The ABI insists its proposals would still ensure the industry holds enough capital to withstand a 1-in-200-year shock and meet its obligations to policyholders.
Its plans have been backed up by a detailed 60-page analysis carried out by KPMG. This examines the potential impact of two different approaches to amending the Matching Adjustment, a “UK optimised” option and a potentially more radical “Enhanced capital” model. Both options would significantly alter asset allocation in typical matching adjustment portfolios of long-term insurers (see graphs).
The ABI says its changes to the regime would mean:
- £60bn of the estimated £300bn funds held in Matching Adjustment portfolios could be re-invested if new rules allow pension funds that insurers manage to invest in a broader and greener range of assets.
- £35bn of capital currently backing the Risk Margin, solvency capital requirement (SCR) and firms’ capital buffers could be redeployed either to increase investment in the sector, support the annuity market, or be returned to shareholders for investment elsewhere in the economy.
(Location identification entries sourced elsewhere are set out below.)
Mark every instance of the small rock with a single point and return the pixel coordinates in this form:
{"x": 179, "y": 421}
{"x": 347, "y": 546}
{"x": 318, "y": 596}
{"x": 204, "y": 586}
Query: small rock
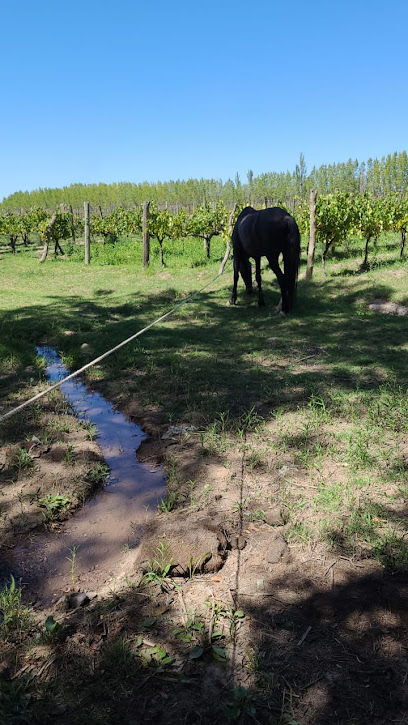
{"x": 274, "y": 517}
{"x": 238, "y": 542}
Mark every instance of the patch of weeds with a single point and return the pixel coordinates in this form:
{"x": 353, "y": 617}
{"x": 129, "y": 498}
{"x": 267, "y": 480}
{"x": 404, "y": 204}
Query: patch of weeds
{"x": 363, "y": 522}
{"x": 69, "y": 454}
{"x": 358, "y": 453}
{"x": 14, "y": 616}
{"x": 91, "y": 429}
{"x": 54, "y": 505}
{"x": 53, "y": 631}
{"x": 195, "y": 566}
{"x": 256, "y": 516}
{"x": 72, "y": 560}
{"x": 97, "y": 474}
{"x": 168, "y": 504}
{"x": 155, "y": 657}
{"x": 173, "y": 478}
{"x": 265, "y": 680}
{"x": 240, "y": 506}
{"x": 22, "y": 459}
{"x": 119, "y": 660}
{"x": 250, "y": 420}
{"x": 192, "y": 630}
{"x": 205, "y": 493}
{"x": 318, "y": 408}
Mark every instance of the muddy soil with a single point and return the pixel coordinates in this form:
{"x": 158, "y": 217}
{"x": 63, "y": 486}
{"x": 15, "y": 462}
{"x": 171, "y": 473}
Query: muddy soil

- £16.6bn would be generated in additional annual GDP in the UK by 2051 at no cost to the Government. It says every £1 productivity enhancement in 2021 will lead to a nearly £4 improvement in GDP in 2051.
- An extra £1.4bn by 2030 could be received by the Treasury in tax from economic growth.
ABI Director General Huw Evans says:
“The insurance and long-term savings industry can do so much more to help our economy and society but only if Solvency II is made fit for purpose for the UK. Our sector can invest an amount equivalent to the budgets of eleven UK government departments in renewable energy, economic recovery and infrastructure investment if these reforms are made – with policyholders still having one of the best protected systems in the world.
“The independent analysis by KPMG experts sets out the £95billion of opportunities available and we must use our freedom from EU rule-making to seize them.”